This section describes the rules for encoding of carbohydrate and derivative structures in a single line ('CSDB linear code'). You may need this information in three cases:
Residues are described by the sequence of terms like <residue name>(<linkage>). In the case of the reducing end residue, the expression in parentheses is not required. For example, A(1-3)B(1-4)C is a linear fragment in which residue A substitutes position 3 of residue B by its first position, residue B substitutes position 4 of residue C by its first position, and residue C substitutes nothing. Here and below, Latin capitals stand for residue names.
If the structure is polymeric, the leftmost and rightmost residues should have open linkages, e.g. -2)A(1-3)B(1-4)C(1- means the same structure as above, with the only difference that it represents repeating units linked to each other by the 1-2 linkage.

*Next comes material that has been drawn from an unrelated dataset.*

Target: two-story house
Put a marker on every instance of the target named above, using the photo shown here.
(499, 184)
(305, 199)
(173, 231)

If there are branching points, one chain is always considered the main one, and others are the side chains. To distinguish which chains are main and which are side, refer to the corresponding section below. The side chains are enclosed in square brackets together with linkage indication parentheses. For example, t)A(1-3)[B(1-4)]C is a branched fragment in which residue A substitutes position 3 of residue C, while residue B substitutes position 4 of residue C. Several side chains attached to one residue are separated by commas. Side chains may also be linear or branched, and all combinations of nesting square brackets are allowed, e.g. -7)B(1-3)[D(1-3)[E(2-6)]C(1-6),G(2-6:2-4)F(1-4)]A(1- is a topology depicted on the right.
The linkage between residiues is specified in parentheses to the right of the donor residue (<goes by>-<goes to>), where goes by denotes the position (carbon number) by which this residue substitutes another residue (usually 1 or 2), and goes to denotes which position of the linked residue is substituted. For example, 1-O-methyl,2-O-α-D-manno-β-D-glucoside is represented by aDMan(1-2)bDGlcp(1-1)Me.
Outgoing (goes_by) and ingoing (goes_to) linkage positions may be numbers or question marks (?) if unknown. The ingoing linkage position to Subst(N) aliases may contain position modifiers (a,b,c,',").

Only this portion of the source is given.